Deriving the Wave Equation

Pluck a string under tension and it trembles. Let u(x, t) be the small sideways displacement of the string at position x. Newton's second law applied to a tiny element gives the most important hyperbolic PDE in physics.

The string has tension T and mass per length \rho. On a small piece, the vertical force is the difference in the tension's slope at the two ends — and for small displacements that net force is T\,u_{xx}\,\Delta x. The mass is \rho\,\Delta x and its acceleration is u_{tt}, so

\rho\,\Delta x\,u_{tt} = T\,u_{xx}\,\Delta x \;\Longrightarrow\; u_{tt} = \frac{T}{\rho}\,u_{xx}.

The wave equation and its speed

Writing c^2 = T/\rho gives the wave equation:

\boxed{\,u_{tt} = c^2\,u_{xx}.\,}

The constant c = \sqrt{T/\rho} is the wave speed: tighter strings (more T) and lighter strings (less \rho) carry waves faster — exactly why tuning a guitar raises its pitch. Unlike the heat equation's single time derivative, this has u_{tt}, so it is second order in time and needs two initial conditions: the starting shape u(x, 0) and the starting velocity u_t(x, 0).

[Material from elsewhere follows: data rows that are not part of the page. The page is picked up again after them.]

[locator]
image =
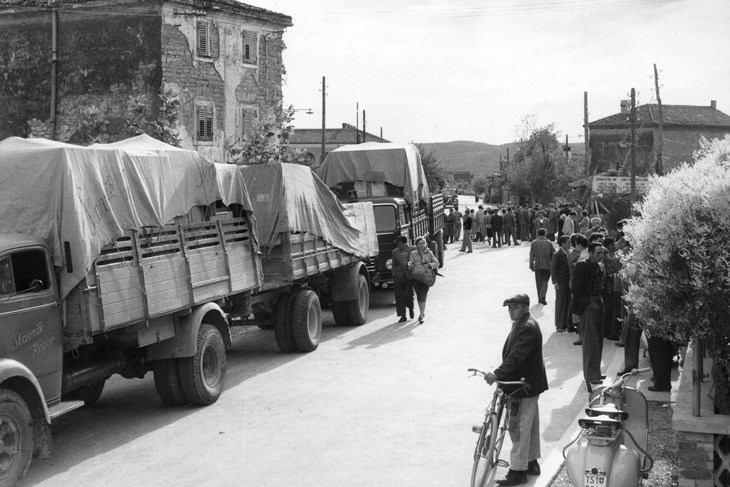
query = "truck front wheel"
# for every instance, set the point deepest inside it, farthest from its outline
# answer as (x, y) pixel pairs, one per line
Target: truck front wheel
(203, 375)
(16, 438)
(306, 320)
(167, 383)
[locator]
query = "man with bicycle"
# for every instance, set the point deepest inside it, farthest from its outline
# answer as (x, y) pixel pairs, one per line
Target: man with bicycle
(522, 358)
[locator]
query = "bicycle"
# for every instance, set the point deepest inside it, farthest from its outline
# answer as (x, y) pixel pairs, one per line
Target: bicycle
(492, 431)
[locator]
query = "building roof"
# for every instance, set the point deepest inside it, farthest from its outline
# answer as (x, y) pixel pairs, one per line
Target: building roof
(232, 6)
(346, 135)
(672, 115)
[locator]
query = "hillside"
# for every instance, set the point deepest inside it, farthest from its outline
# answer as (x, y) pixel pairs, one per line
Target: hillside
(477, 157)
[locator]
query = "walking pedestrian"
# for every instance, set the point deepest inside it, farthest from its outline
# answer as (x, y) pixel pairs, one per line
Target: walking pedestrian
(541, 253)
(522, 358)
(588, 297)
(422, 256)
(402, 284)
(560, 274)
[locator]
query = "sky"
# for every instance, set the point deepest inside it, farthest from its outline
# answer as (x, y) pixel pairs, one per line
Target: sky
(472, 70)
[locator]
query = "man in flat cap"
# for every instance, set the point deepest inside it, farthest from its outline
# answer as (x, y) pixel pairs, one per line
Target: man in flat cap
(522, 358)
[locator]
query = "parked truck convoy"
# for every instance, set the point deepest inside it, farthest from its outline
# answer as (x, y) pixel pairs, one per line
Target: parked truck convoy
(391, 176)
(138, 257)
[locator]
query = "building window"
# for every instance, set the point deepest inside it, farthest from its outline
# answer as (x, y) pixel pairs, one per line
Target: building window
(250, 47)
(204, 31)
(206, 122)
(248, 118)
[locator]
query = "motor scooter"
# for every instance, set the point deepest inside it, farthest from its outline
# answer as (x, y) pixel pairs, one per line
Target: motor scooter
(610, 450)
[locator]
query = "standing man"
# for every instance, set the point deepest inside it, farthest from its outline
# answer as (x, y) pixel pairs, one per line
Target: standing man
(522, 358)
(560, 274)
(588, 298)
(509, 226)
(496, 221)
(402, 284)
(541, 253)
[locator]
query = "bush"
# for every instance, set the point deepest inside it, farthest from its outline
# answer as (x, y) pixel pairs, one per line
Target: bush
(679, 268)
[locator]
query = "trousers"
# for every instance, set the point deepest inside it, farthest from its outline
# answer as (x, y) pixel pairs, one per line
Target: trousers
(524, 431)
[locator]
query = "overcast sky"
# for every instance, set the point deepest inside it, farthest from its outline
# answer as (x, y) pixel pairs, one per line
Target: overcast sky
(444, 70)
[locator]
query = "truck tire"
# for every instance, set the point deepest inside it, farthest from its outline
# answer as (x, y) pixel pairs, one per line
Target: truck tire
(203, 376)
(306, 320)
(89, 394)
(16, 443)
(357, 309)
(167, 383)
(339, 313)
(282, 329)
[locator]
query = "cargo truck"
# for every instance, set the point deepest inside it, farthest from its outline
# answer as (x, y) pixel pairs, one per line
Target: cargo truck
(137, 257)
(391, 176)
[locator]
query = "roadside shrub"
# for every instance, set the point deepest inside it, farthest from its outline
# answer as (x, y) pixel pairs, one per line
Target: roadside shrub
(679, 268)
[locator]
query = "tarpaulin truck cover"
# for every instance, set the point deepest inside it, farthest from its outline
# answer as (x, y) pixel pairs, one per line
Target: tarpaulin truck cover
(291, 198)
(396, 164)
(89, 196)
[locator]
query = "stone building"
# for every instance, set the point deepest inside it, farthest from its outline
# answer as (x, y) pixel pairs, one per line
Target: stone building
(310, 140)
(83, 71)
(683, 128)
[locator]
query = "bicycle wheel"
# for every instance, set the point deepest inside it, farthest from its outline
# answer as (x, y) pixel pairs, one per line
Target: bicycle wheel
(483, 454)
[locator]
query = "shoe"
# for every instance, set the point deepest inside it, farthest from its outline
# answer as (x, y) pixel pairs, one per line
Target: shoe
(514, 477)
(659, 389)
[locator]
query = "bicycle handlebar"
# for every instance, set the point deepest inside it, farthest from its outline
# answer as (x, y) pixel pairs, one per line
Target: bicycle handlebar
(521, 382)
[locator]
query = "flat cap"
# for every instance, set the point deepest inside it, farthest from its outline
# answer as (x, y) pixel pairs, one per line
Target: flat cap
(517, 299)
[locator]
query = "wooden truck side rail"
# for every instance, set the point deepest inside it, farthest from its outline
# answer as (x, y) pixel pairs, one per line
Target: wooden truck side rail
(154, 272)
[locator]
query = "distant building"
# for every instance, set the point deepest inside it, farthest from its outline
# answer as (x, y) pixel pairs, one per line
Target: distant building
(683, 127)
(222, 58)
(310, 140)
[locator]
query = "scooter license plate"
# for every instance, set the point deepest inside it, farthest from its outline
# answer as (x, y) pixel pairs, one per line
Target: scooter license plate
(594, 480)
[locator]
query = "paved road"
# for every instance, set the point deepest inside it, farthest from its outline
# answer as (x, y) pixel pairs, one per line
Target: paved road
(384, 404)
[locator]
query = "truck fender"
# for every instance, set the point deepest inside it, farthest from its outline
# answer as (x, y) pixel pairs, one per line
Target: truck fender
(185, 341)
(344, 282)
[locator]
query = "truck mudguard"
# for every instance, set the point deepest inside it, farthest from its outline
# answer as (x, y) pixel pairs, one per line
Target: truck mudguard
(186, 333)
(344, 282)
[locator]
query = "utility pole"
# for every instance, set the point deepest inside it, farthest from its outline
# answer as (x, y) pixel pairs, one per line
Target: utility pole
(633, 145)
(586, 133)
(659, 168)
(321, 157)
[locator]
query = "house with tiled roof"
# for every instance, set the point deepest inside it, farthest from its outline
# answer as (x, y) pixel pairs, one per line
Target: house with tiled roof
(79, 70)
(683, 126)
(310, 140)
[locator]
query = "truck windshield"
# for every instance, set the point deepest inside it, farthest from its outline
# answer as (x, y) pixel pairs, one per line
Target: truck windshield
(385, 218)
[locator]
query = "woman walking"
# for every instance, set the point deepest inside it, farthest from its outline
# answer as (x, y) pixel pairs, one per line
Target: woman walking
(422, 256)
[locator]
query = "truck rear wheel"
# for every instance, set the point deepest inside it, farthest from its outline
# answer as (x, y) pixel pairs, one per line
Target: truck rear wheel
(306, 320)
(203, 375)
(167, 383)
(357, 309)
(16, 438)
(282, 330)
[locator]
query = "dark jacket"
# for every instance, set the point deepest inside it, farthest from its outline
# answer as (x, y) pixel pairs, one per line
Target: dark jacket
(522, 358)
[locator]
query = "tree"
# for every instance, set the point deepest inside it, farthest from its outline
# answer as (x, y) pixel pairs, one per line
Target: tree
(678, 270)
(538, 170)
(432, 167)
(268, 140)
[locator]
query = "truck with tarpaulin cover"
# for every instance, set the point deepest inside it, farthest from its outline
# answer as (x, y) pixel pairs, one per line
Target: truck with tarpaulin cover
(391, 176)
(133, 257)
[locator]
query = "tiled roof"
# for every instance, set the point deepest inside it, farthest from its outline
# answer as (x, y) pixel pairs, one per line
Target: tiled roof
(672, 115)
(228, 5)
(345, 135)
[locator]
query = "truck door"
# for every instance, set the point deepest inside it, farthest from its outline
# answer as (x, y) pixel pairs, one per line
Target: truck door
(30, 316)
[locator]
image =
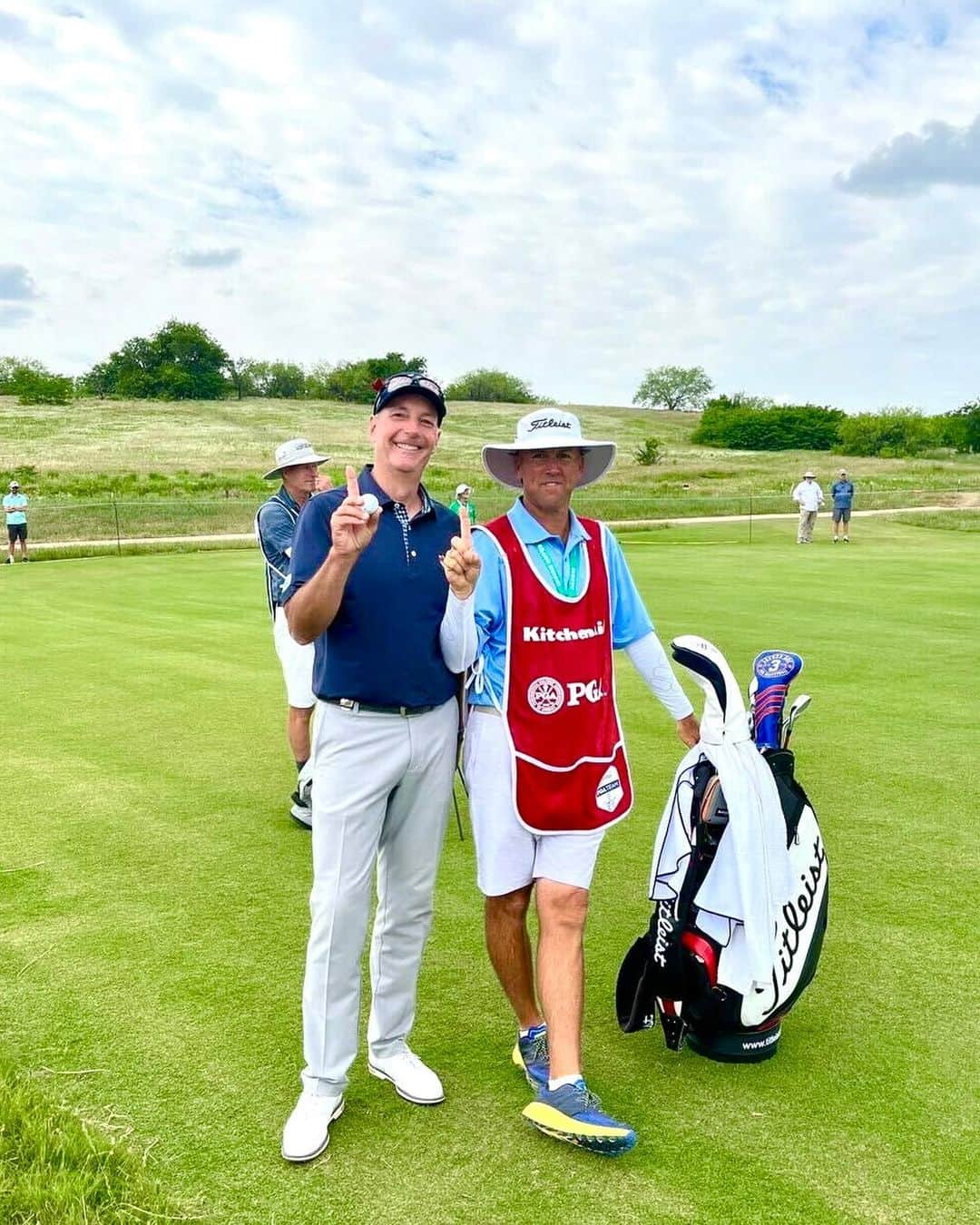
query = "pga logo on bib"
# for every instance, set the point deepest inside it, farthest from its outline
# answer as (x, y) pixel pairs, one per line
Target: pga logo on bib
(548, 696)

And there is no decay term. Where heat diffused away, the wave equation conserves energy: a disturbance oscillates forever rather than melting to zero.

Oscillation, not decay

The simplest motion is a single standing mode u = \cos(ct)\sin(x) (here c = 1). Advance time and the whole shape swings up and down between +\sin x and -\sin x, returning to full amplitude again and again — the energy never leaves. Compare this with the heat equation, whose modes only ever shrank.